張松
張 松(ちょう しょう、? - 213年)は、後漢末期の政治家。字は子喬(『三国志演義』では永年)。張粛の弟、張表の父(あるいは叔父)(「馬忠伝」)。蜀郡の人。『三国志』では蜀志『劉二牧伝』『先主伝』に記録がある。
[編集] 生涯
劉璋は荊州が曹操に降伏し、関中や漢中も支配下においたことを聞くと、張魯が曹操と組んで益州に侵攻することを恐れ、曹操への使者を三回に分けて出して、帰服の意志を伝えた。先の二名の使者は歓迎を受けたが、三度目に赴いた張松は、赤壁の戦いの直前で曹操が慢心していたため、冷たく扱われた。曹操に自分が冷たくあしらわれたことに腹を立て、劉璋には曹操と絶交し、劉備と結ぶよう進言する(「劉璋伝」、『漢晋春秋』、「先主伝」)。

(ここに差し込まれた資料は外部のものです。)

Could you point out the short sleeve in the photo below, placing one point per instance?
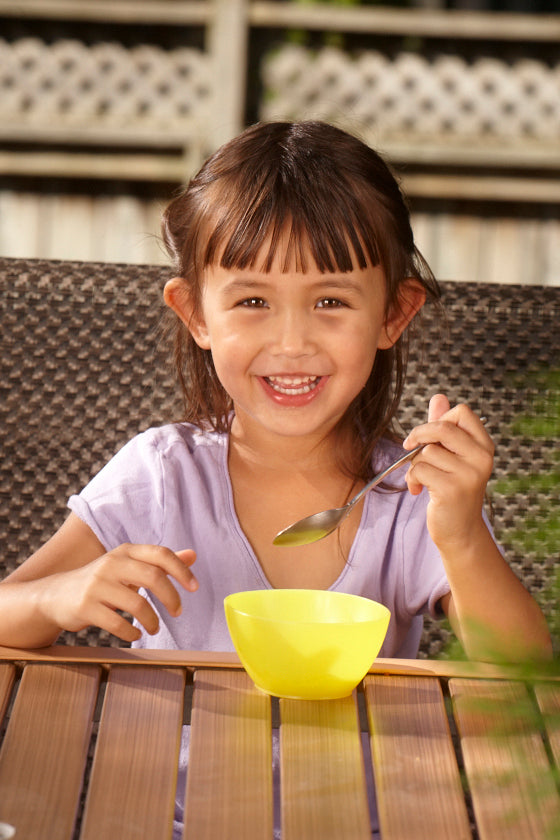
(124, 502)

張松は法正と共に劉備の元に使者に赴いた。先主伝がひく『呉書』によると、法正と共に劉備から手厚い歓待を受けた張松は、益州の軍備や地理について詳しく語り、地図を描いて説明したとある。
なお、『三国志』先主伝の注に引く『益部耆旧雑記』によれば、張松は小男で勝手に振舞うところはあったが、識見や判断力に優れていたとある。曹操の元に使者に赴いたところ、曹操に冷遇されたが、楊修には評価された。楊修が張松に曹操が編纂した兵法書を見せたが、張松は宴会の時にそれを読み、すぐに暗唱して見せた。以前から楊修は張松を評価していたが、さらに高く評価するようになった。
劉備は劉璋に孫権と関羽の救援に行くと言い、兵と物資を借りようとした。張松は劉備の真意が読めず、劉備と法正に手紙を送り引きとめようとした。張松の兄で広漢太守の張粛が劉璋に密告したため、劉備と張松の計画は劉璋の知るところとなり、張松は斬られた。
[編集] 三国志演義
小説『三国志演義』では、背が低く、出っ歯で鼻も低いという風采の悪い人物だったとされる。漢中の張魯が西川に軍を向けたため、曹操を説いて張魯の背後を突かせようと使者として赴く。だが曹操に冷遇されたことから、楊修の前で曹操が書いた兵法書「孟徳新書」を全て丸暗記してみせ、曹操との謁見時にも愚弄する発言を繰り返したために百叩きの刑に遭い、怒って魏から荊州の劉備の元へ赴く。劉備の厚遇に感動した張松は「玄徳はこのように寛仁で士人を愛している。どうしてこの人物を捨てるべきであろうか」と考え、西川を劉備に譲り渡す決心をする。曹操に渡すべく携えていた「四川地理図」を劉備に献上し、劉備を益州の新たな君主として迎えようと、友人の法正や孟達と共に画策する。 最期は、訪れた張松の兄で広漢太守であった張粛に酒の席で劉備への手紙が発見され、劉備入蜀計画が漏れてしまい劉璋に密告され、張松は「兄には大望が見えないのか」と嘆き、怒った劉璋により張松とその妻子は処刑されることになる。